We do not grieve for Lehman Brothers; we do grieve when students are submerged in the prop-wash of changes with uncertain outcome.

Nevertheless, I find myself looking to the private sector for ideas that may transplant productively to schools, though the two are different in important ways, not the least of which is that one institutionalizes failure while the other is generally too important to fail.

My latest find appeared in the New York Times about a relatively ancient company and its efforts to reinvent itself — International Business Machines.
In its effort to speed up the pace of adaptation to a continuously mutating sales environment, and remain viable as its historic sources of revenue decline, IBM has committed significant resources to a process called “design thinking,” which is not a new concept in the corporate world, where it has been applied in different guises but mostly in limited ways.

Adapted as might be expected from the worlds of art and technology, design thinking is a creative process that looks deeply at the ecology of a problem, brainstorms potential solutions in a divergent manner, then settles on a best strategy as culled from the resulting ideas.

In IBM’s case, the activity shifts planning for new products from within the isolated corporate walls to the field, in close consultation with customers. Rather than products that result from interior deliberation of what the customer may need, which then have to be sold, design thinking works with customers to clarify their emerging needs, engages in a process of imagining what physical products or services might answer those needs, and then finally narrows the design to something that will turn around and enter the market as ready-made for a specific purpose for a specific set of customers.
IBM seems well on the way to betting the corporate viability on this profound cultural change.

Yeah, I know, sounds obvious.

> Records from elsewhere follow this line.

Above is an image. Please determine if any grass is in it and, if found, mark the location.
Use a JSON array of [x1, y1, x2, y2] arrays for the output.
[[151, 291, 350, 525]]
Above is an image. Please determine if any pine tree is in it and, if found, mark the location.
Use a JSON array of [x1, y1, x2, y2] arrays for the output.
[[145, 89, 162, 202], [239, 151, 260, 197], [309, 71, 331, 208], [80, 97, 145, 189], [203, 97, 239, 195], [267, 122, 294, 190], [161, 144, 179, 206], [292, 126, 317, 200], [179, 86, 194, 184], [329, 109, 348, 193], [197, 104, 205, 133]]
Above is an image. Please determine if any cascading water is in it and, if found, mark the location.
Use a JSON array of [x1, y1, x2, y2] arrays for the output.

With money to be made, it is perhaps more the wonder such a process hasn’t been going on regularly for a long time. Maybe the private sector isn’t quite as advanced as we have been led to think.

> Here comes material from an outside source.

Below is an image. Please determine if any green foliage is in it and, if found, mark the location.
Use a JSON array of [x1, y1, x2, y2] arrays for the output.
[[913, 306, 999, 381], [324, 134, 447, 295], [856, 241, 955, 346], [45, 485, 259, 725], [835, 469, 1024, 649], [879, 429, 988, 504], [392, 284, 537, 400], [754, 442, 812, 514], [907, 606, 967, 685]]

We slow old albatrosses of schools in fact conduct a less elaborate version of the same process with formative testing, which identifies weaknesses in our students’ understanding, the better to craft lessons that address the deficiencies.

Yet. What if a school community were to dive more deeply through an IBM like design strategy below specific skill deficits? In fact, take a foundational look at those kids at risk, the low income, the children of poverty, those whom we know are the most challenged, those whose skills and test scores remain the most stagnant? What are their fundamental needs? What if for the moment we suspend boundaries on our thinking?

We want our students to learn, to prosper in school, to expand their life prospects. Our charge is to teach them reading, writing, arithmetic. What are the necessary conditions for their optimum learning?

These conditions are no secret — prenatal health care, parenting help for parents, quality nutrition, quality preschool, adequate family income, peaceful and stable communities, a sense of agency and self-worth, a sense of hope itself. Those thinking about progress in schools strangely have blinders on when plotting strategy, as though limited to thinking just within the schoolhouse hours and walls.

Divergent thinking can get one in trouble.

While so much of the attention of the power structure and of the educational establishment is focused on curriculum and instruction, these kids labor in an underbelly in which the well-intentioned efforts of their schools pass above their heads, and miss what they really need to engage at the level we currently offer. Feed them stability, self-confidence, nourishment beginning at inception, and then ask them to be virtuous students of our cultural tools.

Yes, such a commitment would require a sea change in our politics, and in our culture, though the irony is that taking care of our students ultimately benefits all. Neglect for the moment the heavy price tag of eyeball squarely on the effects of poverty. Now ask,

why is it that after fifteen or so years of school reform, the net product is so little? Maybe because we ask the wrong questions.